On average, every weekend, there are thirty murders in the township boundaries. The gangsters prey on the wage earners, rob them and kill them when they are coming back from the beer halls. We call the gangsters tsotsis, they are just hoodlums, sometimes they are ordinary criminals, sometimes they are agitators trying to intimidate the peace loving people… '

'I was told,' the German said, 'that they put the electricity in so that the Africans would buy televisions and radios and all the electrical appliances that are sold in the White owned shops. I was told it was just to expand the market that they put the electricity in.'

'Whoever told you that was lying.' The guide withered the German.

She had a fixed smile when she was talking to the tourists.

But in the front seat beside the driver her smile dropped.

When the tourists were muttering amongst themselves or trying to photograph from the moving bus, then Jack saw the reality of her face. He saw the frowns on her neat forehead as she talked with the driver, discussed where it was safe to go. The driver would pause at each cross roads, and the White guide and the Black driver would stare and hesitate. Jack couldn't help but see the reasons for the hesitation. Slogans aerosol-ed on walls.

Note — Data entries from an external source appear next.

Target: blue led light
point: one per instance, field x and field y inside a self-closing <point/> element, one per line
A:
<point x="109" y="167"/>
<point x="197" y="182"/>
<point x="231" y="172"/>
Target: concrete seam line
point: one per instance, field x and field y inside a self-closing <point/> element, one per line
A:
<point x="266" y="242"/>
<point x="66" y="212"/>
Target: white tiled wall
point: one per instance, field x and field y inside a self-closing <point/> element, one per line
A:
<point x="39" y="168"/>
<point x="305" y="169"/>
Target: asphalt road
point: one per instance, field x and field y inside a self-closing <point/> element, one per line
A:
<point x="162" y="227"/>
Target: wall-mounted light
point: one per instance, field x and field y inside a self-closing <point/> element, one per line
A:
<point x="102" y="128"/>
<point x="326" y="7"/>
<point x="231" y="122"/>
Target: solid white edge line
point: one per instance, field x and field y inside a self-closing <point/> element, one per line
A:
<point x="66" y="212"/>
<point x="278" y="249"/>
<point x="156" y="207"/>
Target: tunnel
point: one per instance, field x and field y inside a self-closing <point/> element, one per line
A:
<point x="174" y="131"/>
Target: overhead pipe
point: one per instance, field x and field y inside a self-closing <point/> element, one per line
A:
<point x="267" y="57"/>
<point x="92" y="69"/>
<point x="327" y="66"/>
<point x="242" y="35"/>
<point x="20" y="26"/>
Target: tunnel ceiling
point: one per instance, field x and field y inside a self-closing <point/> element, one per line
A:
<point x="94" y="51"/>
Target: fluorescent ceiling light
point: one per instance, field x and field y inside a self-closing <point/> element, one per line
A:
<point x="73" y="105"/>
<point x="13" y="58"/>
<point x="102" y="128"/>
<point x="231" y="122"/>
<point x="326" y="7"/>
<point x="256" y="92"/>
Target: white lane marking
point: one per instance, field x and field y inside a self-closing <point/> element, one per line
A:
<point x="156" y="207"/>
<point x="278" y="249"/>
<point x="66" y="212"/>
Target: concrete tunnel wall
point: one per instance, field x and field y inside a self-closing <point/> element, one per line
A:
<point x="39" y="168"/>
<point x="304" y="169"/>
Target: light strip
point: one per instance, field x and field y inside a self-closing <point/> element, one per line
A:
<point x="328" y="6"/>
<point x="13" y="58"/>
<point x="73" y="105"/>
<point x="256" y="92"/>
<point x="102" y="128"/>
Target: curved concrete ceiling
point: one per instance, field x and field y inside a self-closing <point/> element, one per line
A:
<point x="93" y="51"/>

KILL ALL WHITES. Be Kind to Animals, Adopt a Policeman. Death to Traitors and Informers and Collaborators. Children of the African Heroes Do Not be Afraid of Whites.

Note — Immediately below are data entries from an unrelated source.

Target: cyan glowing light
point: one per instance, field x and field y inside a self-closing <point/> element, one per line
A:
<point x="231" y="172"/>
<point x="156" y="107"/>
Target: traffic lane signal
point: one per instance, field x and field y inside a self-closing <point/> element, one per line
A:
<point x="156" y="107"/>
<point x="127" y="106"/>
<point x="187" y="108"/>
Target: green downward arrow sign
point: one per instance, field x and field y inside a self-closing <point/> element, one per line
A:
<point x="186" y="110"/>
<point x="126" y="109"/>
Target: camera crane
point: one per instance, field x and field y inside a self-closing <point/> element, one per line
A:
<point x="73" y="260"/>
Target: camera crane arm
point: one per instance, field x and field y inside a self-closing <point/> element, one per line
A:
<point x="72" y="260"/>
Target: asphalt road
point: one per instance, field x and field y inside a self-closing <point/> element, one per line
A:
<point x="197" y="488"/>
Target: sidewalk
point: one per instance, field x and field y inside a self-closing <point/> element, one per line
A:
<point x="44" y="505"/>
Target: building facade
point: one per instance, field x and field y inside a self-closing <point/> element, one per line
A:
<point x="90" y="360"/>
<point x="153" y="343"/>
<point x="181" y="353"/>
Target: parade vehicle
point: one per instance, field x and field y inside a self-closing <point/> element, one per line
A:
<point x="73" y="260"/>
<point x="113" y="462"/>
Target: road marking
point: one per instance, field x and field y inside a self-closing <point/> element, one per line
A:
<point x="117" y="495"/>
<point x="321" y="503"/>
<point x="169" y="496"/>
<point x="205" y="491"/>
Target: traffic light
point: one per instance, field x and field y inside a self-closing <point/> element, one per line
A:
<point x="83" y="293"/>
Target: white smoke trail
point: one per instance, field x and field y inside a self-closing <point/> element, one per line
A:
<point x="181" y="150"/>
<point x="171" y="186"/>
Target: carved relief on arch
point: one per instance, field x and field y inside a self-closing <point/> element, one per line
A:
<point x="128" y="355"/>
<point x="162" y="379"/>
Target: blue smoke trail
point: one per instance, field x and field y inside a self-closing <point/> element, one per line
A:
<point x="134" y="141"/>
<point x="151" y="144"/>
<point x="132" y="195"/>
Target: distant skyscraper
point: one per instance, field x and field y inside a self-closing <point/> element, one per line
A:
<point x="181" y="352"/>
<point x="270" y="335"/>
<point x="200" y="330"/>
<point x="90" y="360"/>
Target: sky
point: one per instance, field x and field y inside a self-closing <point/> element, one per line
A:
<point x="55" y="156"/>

Jack thought it was lunatic to be running a scenic drive round friendly Soweto. The Germans and the Americans didn't seem concerned. The Germans were preoccupied with their focal lengths. The Americans were so busy in a denunciation of their own media, and Edward Kennedy and all the liberal East Coasters who gave them the picture of South Africa in flames, that Jack wondered if they had even seen the armoured personnel carriers parked at the side of the petrol station, and the second group that were parked close to the big school complex. He wondered if the Black polite were local, what it was like for them to be on law enforcement in their own community. He kept his peace.

Jack thought the rows of small brick homes, match boxes, and the pitted streets and the piled rubbish and the pitifully few shops were pathetic. He couldn't understand how the authorities could put a bus on, with a pretty girl as guide to boast about how much had been achieved, and drive tourists round so that they could see with their own eyes how bloody awful the place was.

'The impression you get back home, back in the State of Washington, is that the whole place is aflame. Looks pretty peaceful to me.'

'What I reckon is that all these folks want is work and to be left in peace.'

The bus jerked to the right. Jack saw the guide pointing to a group of young Blacks standing on waste ground a hundred yards ahead. The driver had turned down a holed track. They went fast past a fire-blackened house. He saw the driver's face when he turned to the guide for instructions.

There was a sweat sheen on the driver's skin. Jack wondered how it would be to go back to the township each night when your job was driving White tourists round your backyard by day. They came back onto a main road. There was no commentary from the guide. He could sense the mood between the driver and the guide, that they had been around too long. There were school children streaming along the sides of the road.

An American woman said that the kids looked cute in their white shirts and black trousers or skirts. The German woman was complaining that the minibus was going too fast for her to take photographs through the window. They went along two streets where the houses were larger. Black middle class homes. The guide started to talk about the owner of a taxi fleet, and the owner of a Black football team. Jack thought the houses belonged to White clones, because there were leaping German Shepherds in the front gardens. There was smoke rising ahead.

The German man was tapping the guide's back, then pointing to a bungalow that was larger than the others, once the queen of the street. A smoke charred bungalow, with fire scorched beams littering a front lawn.